Traditionally one could achieve this effect by forking child workers, but that's a fucking huge pain in the ass as far as program design goes, making things really complicated- instead of a single program doing a single thing, it couples many uses of a program into a single programs lifestyle. Daemonized apps require system level management and have to be running. Service apps require complex interfaces to handle the different servicings they are performing. Decouple concerns (stay unix'y: stdin->program->stdout), and CRIU the bitch. Just use a hot program, rather than a cold one.

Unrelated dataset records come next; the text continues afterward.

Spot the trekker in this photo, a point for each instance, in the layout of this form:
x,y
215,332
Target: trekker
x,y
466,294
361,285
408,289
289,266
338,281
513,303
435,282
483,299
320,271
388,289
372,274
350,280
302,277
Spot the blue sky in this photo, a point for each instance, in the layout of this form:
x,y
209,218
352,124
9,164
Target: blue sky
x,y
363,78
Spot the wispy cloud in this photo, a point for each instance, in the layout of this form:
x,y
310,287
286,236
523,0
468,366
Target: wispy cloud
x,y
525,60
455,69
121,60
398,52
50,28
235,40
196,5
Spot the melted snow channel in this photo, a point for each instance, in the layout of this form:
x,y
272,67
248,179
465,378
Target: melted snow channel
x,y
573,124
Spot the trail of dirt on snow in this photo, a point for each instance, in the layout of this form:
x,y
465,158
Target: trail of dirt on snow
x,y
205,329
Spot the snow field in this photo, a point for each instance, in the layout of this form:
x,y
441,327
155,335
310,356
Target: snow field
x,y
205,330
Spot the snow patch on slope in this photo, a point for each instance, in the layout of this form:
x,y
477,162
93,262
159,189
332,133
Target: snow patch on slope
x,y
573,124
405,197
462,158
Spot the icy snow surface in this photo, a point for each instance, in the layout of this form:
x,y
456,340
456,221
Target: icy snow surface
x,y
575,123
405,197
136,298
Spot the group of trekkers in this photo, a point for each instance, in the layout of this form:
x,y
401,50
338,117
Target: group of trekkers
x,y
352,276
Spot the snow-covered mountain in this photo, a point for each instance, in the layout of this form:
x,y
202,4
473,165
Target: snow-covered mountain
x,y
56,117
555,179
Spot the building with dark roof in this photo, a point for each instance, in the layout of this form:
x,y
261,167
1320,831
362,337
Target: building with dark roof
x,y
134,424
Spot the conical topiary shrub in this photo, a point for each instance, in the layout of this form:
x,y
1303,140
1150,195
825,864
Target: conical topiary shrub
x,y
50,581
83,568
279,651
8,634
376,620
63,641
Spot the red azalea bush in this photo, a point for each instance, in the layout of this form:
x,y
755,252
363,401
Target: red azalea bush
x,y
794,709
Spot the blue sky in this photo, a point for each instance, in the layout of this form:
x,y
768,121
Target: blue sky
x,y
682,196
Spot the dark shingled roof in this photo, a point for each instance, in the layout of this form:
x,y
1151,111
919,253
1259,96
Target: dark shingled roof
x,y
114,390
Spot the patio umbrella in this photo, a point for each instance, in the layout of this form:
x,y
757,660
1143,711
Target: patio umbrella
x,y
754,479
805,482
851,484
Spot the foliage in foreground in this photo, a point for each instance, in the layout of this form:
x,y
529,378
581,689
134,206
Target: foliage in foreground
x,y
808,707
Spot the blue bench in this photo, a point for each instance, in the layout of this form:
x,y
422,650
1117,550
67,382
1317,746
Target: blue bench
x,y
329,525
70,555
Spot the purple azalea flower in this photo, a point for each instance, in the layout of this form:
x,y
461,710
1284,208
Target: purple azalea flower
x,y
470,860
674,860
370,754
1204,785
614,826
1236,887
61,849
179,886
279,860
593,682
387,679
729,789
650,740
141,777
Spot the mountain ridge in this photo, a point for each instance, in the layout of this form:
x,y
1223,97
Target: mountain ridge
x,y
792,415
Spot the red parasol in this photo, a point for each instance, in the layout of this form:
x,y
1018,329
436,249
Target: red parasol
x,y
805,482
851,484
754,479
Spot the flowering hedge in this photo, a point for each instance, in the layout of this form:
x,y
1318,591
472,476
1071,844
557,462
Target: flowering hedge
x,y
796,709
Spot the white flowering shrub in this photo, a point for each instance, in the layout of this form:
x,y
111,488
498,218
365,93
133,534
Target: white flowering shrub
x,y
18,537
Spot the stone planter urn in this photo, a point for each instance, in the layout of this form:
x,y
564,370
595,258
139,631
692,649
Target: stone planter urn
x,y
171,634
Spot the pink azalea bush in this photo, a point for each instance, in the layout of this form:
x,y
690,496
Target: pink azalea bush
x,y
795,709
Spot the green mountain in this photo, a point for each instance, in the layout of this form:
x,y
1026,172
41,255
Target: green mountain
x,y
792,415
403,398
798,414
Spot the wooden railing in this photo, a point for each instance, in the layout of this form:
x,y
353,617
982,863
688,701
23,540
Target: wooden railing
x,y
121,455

If the problem persists: fuck grep, it's pattern matching is rubbish and it's worthless. Please let us know. You might also consider 'head' 'ing the first 64k or some such of your email to avoid pattern matching the entire doc.
It's possible to use a hottened egrep by booting up one egrep, checkpointing it, then restoring that checkpoint again and again whenever you need an instance.
http://ask.slashdot.org/comments.pl?sid=4150171&cid=44759217
The problem is not using egrep, the problem is not using an existing already launched copy of egrep. Which, you CAN do. And I'd even recommend doing so, because it's manageable and uses sane well known and unfancy tools that are decoupled from each other.
Thanks for writing GIT. So many in this thread immediately jump into alternative options without discussing what's really at the heart of this problem. Grep is fine software and is known to do it's job well. As you say, the problem is simply that grep has startup costs, but those can be near totally ameliorated out.